The study included 15 women and five men, with a mean age of 49.58 years (range: 24–69 years). Eight (40%) and 12 (60%) patients were diagnosed with Fisch class C2 and C3 tumors, respectively.
GTR was achieved in 19 patients (95%). One patient did not obtain GTR due to extensive intraoperative bleeding and tumor infiltration of the internal carotid artery. Eighteen patients (90%) had an estimated blood loss of 100 to 450 mL (mean: 265 mL). The blood loss in the other two patients was 1,000 mL and 1,200 mL. Overall, the average blood loss was 360 mL, and the mean surgical time was 3.97 hours (range: 2.92–4.75 hours).
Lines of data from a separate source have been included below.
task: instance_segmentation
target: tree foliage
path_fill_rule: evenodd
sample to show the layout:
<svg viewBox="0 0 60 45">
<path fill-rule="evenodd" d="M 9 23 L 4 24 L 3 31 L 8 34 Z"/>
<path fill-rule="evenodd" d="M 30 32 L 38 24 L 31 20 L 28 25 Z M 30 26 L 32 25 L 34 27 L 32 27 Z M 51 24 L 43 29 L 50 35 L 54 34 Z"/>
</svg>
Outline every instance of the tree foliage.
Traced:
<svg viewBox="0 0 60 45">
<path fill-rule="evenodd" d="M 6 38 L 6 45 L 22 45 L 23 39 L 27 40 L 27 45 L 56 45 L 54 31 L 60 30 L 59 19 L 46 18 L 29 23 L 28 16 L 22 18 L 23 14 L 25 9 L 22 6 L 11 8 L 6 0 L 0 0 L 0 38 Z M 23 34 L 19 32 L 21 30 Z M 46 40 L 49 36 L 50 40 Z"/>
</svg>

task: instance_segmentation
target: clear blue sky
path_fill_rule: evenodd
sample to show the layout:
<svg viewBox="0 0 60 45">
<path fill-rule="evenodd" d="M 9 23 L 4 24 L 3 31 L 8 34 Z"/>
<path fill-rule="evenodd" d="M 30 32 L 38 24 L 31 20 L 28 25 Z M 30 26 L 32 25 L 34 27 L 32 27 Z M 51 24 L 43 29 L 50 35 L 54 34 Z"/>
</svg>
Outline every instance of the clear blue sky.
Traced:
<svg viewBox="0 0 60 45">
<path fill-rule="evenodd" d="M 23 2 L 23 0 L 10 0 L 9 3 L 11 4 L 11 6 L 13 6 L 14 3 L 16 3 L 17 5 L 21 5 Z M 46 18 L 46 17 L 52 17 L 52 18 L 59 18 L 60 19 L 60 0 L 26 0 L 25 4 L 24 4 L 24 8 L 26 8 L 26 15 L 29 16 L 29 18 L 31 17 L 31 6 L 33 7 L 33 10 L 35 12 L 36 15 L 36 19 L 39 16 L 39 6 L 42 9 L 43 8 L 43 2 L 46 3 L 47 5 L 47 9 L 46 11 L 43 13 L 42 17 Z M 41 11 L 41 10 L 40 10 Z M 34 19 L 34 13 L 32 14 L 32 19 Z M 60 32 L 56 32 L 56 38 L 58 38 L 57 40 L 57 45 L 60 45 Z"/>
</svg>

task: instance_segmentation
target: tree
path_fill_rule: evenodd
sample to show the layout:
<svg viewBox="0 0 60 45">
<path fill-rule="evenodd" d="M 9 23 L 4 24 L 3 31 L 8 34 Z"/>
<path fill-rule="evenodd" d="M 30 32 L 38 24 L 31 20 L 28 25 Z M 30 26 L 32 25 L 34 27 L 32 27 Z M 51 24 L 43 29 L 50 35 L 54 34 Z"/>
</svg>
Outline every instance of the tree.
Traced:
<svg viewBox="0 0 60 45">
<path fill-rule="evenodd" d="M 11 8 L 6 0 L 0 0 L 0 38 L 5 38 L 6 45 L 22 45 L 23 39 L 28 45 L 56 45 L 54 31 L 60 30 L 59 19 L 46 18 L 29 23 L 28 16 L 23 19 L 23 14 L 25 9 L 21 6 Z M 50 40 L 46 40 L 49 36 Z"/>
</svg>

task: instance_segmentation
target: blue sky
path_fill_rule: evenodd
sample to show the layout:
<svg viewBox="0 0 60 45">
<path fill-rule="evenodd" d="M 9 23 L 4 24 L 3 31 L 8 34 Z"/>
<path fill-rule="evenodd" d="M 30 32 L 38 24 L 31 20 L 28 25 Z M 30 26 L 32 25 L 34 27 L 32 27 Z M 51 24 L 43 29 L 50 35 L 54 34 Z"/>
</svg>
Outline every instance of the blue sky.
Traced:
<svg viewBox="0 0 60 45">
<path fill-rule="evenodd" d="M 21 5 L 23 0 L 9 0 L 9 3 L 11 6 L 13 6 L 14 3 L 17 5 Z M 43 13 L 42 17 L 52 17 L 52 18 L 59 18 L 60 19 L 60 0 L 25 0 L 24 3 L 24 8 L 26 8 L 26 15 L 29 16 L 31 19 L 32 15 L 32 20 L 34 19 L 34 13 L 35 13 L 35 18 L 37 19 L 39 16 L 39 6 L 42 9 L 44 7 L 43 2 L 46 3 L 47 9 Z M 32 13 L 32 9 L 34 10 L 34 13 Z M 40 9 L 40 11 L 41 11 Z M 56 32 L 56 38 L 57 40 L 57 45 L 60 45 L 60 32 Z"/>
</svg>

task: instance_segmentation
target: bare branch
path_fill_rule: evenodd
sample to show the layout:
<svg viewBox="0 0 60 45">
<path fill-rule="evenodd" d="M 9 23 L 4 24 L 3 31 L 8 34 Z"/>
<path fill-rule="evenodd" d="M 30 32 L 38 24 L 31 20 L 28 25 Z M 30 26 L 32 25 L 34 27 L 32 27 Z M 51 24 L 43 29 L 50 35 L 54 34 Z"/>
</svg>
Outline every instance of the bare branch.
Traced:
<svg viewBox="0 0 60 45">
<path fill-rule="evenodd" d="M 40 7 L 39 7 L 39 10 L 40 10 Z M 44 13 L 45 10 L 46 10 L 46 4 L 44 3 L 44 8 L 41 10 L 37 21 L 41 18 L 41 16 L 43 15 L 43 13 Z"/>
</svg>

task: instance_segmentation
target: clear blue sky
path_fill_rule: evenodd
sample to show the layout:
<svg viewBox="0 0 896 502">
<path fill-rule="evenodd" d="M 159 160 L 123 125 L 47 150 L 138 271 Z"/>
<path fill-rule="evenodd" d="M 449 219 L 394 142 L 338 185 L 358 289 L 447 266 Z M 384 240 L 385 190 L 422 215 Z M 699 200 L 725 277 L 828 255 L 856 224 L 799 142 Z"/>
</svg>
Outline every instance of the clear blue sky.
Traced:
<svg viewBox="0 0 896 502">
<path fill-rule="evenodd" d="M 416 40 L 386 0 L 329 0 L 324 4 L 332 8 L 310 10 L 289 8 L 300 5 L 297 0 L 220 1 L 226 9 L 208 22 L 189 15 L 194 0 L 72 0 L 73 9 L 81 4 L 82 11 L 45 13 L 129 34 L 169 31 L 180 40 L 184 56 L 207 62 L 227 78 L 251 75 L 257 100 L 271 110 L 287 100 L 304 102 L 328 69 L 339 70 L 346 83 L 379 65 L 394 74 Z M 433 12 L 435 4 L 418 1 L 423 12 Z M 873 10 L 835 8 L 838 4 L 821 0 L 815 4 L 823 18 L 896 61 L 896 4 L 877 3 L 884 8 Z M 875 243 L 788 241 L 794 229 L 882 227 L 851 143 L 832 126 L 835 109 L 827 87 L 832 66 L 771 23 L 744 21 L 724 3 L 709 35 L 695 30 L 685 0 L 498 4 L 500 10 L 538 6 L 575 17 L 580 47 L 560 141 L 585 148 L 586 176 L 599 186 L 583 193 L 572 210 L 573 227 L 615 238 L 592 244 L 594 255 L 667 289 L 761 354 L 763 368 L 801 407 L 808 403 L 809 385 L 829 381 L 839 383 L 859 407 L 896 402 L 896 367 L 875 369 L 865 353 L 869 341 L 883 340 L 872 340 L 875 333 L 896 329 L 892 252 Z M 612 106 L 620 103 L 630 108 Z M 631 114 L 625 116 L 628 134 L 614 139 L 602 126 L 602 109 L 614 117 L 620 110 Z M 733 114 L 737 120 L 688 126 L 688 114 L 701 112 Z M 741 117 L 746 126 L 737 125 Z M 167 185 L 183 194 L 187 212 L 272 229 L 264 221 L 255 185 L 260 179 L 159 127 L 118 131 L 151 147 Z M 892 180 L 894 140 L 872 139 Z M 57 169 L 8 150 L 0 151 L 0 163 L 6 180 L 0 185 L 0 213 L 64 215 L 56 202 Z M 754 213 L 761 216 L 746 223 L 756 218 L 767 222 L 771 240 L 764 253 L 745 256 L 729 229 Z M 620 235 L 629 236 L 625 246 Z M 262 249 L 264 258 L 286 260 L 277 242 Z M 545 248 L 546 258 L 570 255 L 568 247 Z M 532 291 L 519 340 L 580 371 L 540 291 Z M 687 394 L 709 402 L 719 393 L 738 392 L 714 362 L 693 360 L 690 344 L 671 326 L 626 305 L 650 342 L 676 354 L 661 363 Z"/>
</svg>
The preoperative FN function was HB grade I in all patients. FN function was HB grade I–II in 18 patients (90%) at the last postoperative follow-up. These patients had a positive response to an electrical stimulation of 0.5 mA after tumor removal, while an FN monitor was applied intraoperatively. The remaining two patients showed HB grade III FN function.
Five patients (25%) displayed dysfunction of the preoperative lower cranial nerves (CNs). One patient (5%) experienced newly developed lower CN IX deficit postoperatively. Cerebrospinal fluid leakage occurred in one patient (5%) intraoperatively; this leakage was successfully repaired with a muscle plug and abdominal fat packing. One patient (5%) experienced brain infarction on postoperative day three; this patient recovered completely. There was no other complication associated with surgery. One patient with GTR was recurrent four years postoperatively. The duration of follow-up ranged from 15 to 94 months (mean: 43.35 months).